Here are some steps to help pave the way to forgiveness
Step 1: Come to terms with your pain. Many people are suffering with silent pain. They are wounded from people who may not know they were causing any pain at all. Sometimes people are plain ignorant and don’t realize their impact and sometimes people are too sensitive and take issue with things that weren’t directed at them. No matter, a wound is a wound. Come to terms with your pain and identify what it is you resent. Once and for all, let your thoughts come to the surface and acknowledge them. Feel the feelings to their fullest one last time.
Step 2: Prepare to let the feelings go.

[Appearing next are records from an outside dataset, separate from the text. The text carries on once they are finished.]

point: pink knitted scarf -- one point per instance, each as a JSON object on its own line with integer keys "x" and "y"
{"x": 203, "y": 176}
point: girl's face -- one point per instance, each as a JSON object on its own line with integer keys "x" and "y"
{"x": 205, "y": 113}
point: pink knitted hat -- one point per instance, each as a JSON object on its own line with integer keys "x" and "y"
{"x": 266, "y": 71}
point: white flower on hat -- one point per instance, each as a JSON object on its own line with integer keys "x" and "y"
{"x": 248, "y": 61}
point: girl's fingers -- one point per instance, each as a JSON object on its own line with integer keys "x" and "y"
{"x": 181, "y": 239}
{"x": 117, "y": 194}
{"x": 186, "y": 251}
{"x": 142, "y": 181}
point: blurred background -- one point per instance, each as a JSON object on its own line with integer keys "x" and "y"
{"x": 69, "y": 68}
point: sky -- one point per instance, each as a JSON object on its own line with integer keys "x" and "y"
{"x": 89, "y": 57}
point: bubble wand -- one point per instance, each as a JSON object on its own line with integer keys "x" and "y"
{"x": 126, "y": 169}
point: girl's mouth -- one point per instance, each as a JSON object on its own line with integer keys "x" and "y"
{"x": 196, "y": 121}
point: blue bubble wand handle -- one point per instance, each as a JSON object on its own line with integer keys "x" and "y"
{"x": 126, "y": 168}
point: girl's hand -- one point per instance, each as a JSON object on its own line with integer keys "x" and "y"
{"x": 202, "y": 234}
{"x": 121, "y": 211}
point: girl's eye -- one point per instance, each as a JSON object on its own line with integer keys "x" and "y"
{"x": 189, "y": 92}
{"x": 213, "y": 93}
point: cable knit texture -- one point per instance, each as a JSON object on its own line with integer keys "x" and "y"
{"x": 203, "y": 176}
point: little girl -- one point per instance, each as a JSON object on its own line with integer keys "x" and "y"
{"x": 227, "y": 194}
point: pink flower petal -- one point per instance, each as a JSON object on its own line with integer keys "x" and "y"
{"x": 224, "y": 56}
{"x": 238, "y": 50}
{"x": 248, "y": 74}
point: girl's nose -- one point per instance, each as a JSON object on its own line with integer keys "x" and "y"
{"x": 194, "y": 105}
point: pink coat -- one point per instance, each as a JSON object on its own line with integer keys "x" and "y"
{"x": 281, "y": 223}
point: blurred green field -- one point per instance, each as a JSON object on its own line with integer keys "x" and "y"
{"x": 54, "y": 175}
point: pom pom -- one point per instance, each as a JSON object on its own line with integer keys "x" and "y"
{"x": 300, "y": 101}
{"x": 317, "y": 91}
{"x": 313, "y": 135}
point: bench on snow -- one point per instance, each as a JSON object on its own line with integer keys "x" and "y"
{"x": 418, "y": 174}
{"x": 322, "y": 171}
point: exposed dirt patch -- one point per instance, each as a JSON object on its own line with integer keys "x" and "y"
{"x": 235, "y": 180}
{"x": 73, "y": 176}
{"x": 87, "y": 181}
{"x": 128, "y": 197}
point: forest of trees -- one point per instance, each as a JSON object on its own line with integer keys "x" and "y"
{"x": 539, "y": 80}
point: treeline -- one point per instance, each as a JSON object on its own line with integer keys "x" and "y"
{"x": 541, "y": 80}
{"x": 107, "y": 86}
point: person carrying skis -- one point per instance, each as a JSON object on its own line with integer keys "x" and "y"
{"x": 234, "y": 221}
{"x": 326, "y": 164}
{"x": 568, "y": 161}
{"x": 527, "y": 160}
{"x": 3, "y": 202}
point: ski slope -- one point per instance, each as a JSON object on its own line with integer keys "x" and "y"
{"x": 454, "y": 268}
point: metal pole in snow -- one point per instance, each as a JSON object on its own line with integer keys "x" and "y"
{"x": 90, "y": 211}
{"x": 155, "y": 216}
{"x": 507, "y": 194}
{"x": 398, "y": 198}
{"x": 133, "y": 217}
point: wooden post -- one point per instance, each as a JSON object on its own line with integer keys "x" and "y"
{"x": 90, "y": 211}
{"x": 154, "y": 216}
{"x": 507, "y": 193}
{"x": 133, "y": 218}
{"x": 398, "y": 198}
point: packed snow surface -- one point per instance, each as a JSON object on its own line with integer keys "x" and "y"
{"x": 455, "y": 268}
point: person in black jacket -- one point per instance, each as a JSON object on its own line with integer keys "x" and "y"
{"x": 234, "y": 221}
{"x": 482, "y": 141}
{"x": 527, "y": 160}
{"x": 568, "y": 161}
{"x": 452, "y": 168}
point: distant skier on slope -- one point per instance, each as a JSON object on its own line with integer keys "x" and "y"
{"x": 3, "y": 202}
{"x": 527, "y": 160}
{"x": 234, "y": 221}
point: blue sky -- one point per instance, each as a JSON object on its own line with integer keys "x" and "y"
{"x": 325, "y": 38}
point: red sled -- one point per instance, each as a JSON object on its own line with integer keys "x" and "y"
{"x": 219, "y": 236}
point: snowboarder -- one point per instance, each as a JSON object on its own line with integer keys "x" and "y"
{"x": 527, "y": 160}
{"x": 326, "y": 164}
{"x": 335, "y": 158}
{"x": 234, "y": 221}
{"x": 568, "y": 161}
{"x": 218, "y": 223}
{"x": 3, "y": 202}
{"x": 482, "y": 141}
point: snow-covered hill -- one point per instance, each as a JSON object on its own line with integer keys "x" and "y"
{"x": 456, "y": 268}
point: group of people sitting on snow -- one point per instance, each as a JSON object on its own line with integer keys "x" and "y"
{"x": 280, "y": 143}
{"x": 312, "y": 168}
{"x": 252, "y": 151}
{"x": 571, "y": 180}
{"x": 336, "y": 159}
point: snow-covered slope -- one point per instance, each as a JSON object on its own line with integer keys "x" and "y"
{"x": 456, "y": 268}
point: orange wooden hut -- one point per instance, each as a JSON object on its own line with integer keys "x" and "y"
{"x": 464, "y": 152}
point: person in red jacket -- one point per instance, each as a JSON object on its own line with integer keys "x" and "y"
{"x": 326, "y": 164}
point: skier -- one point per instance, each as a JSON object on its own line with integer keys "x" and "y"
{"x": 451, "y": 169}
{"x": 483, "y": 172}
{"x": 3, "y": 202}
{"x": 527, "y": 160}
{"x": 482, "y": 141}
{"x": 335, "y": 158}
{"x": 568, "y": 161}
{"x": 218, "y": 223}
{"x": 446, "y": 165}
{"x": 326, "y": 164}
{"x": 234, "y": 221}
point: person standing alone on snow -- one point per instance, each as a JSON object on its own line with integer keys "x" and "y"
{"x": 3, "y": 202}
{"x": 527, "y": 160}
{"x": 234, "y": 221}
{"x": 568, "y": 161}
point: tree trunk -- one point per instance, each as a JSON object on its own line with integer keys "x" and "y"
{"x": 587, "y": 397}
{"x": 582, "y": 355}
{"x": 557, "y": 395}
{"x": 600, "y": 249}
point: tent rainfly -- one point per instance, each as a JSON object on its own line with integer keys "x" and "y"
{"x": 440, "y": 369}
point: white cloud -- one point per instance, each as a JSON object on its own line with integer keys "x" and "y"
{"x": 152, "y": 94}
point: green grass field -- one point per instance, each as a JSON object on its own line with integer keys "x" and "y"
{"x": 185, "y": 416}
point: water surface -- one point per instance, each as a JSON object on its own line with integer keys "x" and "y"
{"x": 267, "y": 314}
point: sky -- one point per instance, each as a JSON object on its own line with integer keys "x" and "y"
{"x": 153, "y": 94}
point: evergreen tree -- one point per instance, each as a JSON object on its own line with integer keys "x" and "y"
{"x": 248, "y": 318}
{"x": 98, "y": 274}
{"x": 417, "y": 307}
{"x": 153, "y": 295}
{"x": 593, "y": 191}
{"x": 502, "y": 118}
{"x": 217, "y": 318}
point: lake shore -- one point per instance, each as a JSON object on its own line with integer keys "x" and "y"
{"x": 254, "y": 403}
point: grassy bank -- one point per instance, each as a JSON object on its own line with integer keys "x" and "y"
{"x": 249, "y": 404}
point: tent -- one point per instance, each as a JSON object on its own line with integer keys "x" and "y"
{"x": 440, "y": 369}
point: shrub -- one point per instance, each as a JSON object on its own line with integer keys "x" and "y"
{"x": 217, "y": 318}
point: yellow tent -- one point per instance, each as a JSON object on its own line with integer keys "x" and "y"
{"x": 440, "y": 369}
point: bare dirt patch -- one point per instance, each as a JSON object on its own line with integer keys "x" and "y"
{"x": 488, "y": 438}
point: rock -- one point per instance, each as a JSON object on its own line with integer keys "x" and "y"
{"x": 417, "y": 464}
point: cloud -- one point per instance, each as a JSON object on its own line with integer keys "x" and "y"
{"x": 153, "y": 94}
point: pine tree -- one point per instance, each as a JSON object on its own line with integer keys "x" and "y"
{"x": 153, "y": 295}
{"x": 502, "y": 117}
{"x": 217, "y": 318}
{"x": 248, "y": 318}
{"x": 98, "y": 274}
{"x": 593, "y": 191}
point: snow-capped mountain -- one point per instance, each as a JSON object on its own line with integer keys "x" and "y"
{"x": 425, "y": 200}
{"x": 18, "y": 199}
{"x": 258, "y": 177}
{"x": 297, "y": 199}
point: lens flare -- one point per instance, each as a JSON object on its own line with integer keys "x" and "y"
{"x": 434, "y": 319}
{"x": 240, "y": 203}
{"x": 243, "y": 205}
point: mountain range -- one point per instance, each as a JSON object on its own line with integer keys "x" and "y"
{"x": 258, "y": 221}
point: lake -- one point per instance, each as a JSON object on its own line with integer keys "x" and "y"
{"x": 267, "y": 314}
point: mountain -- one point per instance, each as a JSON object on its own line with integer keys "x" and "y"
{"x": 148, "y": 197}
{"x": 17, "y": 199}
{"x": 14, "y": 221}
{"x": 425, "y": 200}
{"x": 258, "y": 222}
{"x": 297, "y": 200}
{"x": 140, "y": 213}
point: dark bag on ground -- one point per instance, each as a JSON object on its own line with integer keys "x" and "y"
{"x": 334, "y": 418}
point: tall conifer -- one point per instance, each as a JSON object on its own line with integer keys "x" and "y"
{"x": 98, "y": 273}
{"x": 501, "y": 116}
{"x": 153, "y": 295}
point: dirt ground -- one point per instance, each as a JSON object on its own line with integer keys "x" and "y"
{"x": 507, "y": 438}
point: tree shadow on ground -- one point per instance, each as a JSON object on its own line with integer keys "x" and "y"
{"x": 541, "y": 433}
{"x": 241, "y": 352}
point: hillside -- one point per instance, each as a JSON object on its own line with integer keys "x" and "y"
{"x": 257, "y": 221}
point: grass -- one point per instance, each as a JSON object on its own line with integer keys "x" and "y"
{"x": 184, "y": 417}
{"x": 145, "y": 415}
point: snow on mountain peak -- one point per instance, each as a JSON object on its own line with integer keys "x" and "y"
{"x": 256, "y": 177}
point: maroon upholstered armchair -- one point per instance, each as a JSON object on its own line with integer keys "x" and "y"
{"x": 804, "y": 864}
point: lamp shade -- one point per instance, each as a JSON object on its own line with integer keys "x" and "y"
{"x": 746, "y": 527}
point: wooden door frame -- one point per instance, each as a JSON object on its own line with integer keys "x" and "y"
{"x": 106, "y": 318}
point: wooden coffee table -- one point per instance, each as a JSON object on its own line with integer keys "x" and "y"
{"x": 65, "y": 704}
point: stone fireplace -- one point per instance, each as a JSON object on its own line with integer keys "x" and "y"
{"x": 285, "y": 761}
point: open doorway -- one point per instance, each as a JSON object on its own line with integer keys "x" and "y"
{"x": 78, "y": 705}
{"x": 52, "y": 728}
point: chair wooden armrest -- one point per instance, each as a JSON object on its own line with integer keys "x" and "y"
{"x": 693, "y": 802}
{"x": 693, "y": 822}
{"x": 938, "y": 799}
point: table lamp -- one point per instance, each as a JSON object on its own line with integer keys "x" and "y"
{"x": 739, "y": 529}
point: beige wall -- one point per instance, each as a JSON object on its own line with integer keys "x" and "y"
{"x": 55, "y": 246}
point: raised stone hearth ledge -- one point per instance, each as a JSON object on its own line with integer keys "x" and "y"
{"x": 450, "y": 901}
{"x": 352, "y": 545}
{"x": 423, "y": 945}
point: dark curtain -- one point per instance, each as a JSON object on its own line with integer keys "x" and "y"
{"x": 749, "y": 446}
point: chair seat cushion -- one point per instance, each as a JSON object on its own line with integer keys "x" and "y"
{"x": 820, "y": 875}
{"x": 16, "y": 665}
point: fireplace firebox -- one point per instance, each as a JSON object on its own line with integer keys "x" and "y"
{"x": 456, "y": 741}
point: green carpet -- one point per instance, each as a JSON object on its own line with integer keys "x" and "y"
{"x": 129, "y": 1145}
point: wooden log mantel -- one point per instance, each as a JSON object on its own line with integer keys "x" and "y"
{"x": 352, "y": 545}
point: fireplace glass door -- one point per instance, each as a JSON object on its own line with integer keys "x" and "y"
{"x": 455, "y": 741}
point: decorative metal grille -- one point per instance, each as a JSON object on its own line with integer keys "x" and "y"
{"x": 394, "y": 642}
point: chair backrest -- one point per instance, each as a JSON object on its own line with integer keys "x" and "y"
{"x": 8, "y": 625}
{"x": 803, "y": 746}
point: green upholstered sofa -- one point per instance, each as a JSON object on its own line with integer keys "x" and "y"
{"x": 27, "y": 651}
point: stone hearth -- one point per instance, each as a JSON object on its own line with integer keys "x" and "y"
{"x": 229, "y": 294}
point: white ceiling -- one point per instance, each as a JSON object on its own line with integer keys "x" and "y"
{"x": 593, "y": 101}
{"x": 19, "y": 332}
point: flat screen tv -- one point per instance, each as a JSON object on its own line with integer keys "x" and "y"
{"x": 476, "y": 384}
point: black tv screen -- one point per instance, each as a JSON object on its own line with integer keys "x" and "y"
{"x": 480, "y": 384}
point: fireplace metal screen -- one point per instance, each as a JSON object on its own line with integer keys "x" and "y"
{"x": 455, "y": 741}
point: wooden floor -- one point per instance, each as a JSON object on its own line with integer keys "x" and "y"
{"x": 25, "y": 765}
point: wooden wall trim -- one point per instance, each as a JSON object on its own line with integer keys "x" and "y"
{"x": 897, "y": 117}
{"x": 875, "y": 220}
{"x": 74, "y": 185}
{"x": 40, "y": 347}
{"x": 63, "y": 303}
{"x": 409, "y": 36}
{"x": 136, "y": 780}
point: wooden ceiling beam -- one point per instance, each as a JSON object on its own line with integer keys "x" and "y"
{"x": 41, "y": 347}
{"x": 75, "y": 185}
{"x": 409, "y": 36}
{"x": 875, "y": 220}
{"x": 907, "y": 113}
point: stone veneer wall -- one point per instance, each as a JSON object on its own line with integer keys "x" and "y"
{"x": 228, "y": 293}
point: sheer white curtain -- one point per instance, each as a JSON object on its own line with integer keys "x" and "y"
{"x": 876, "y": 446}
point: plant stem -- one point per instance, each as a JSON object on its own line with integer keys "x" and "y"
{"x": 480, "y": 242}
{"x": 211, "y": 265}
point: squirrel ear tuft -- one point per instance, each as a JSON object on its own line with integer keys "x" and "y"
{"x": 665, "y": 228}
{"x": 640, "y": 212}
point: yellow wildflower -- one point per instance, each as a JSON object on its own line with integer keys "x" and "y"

People hold onto resentment because they don’t want to let people off the hook. They think forgiveness means what happened wasn’t a problem or that their value is tied to the other person having remorse. This simply isn’t the case. It’s time to let the feelings go. It’s time to put the benefits of forgiveness ahead of the benefits of holding onto resentment.
Step 3: Accept what you can’t control. There may be many aspects of what has happened that can’t be controlled. Letting go of the need for vindication and remorse paves the way for forgiveness. Being able to forgive someone who isn’t sorry or isn’t here to say they’re sorry is powerful. Accept what you can’t control as part of the maturity it takes to heal the wounds yourself rather than through someone else.
Step 4: Set boundaries that protect your heart. Some wounds are caused by people who remain in your space. It’s important to set clear boundaries that hold people accountable as you move forward. Set new standards for what you allow into your life and for how you allow people to treat you. This is part of the powerful process of reconnecting your mind and your body. Notice how light you begin to feel and how your body starts to respond to the relief that comes from letting go of the anger.
Forgiveness is a gift you give to yourself. Forgiveness removes the anger and resentment that creates a rift between your mind and body. It restores your sense of balance and true health, making life exceedingly better.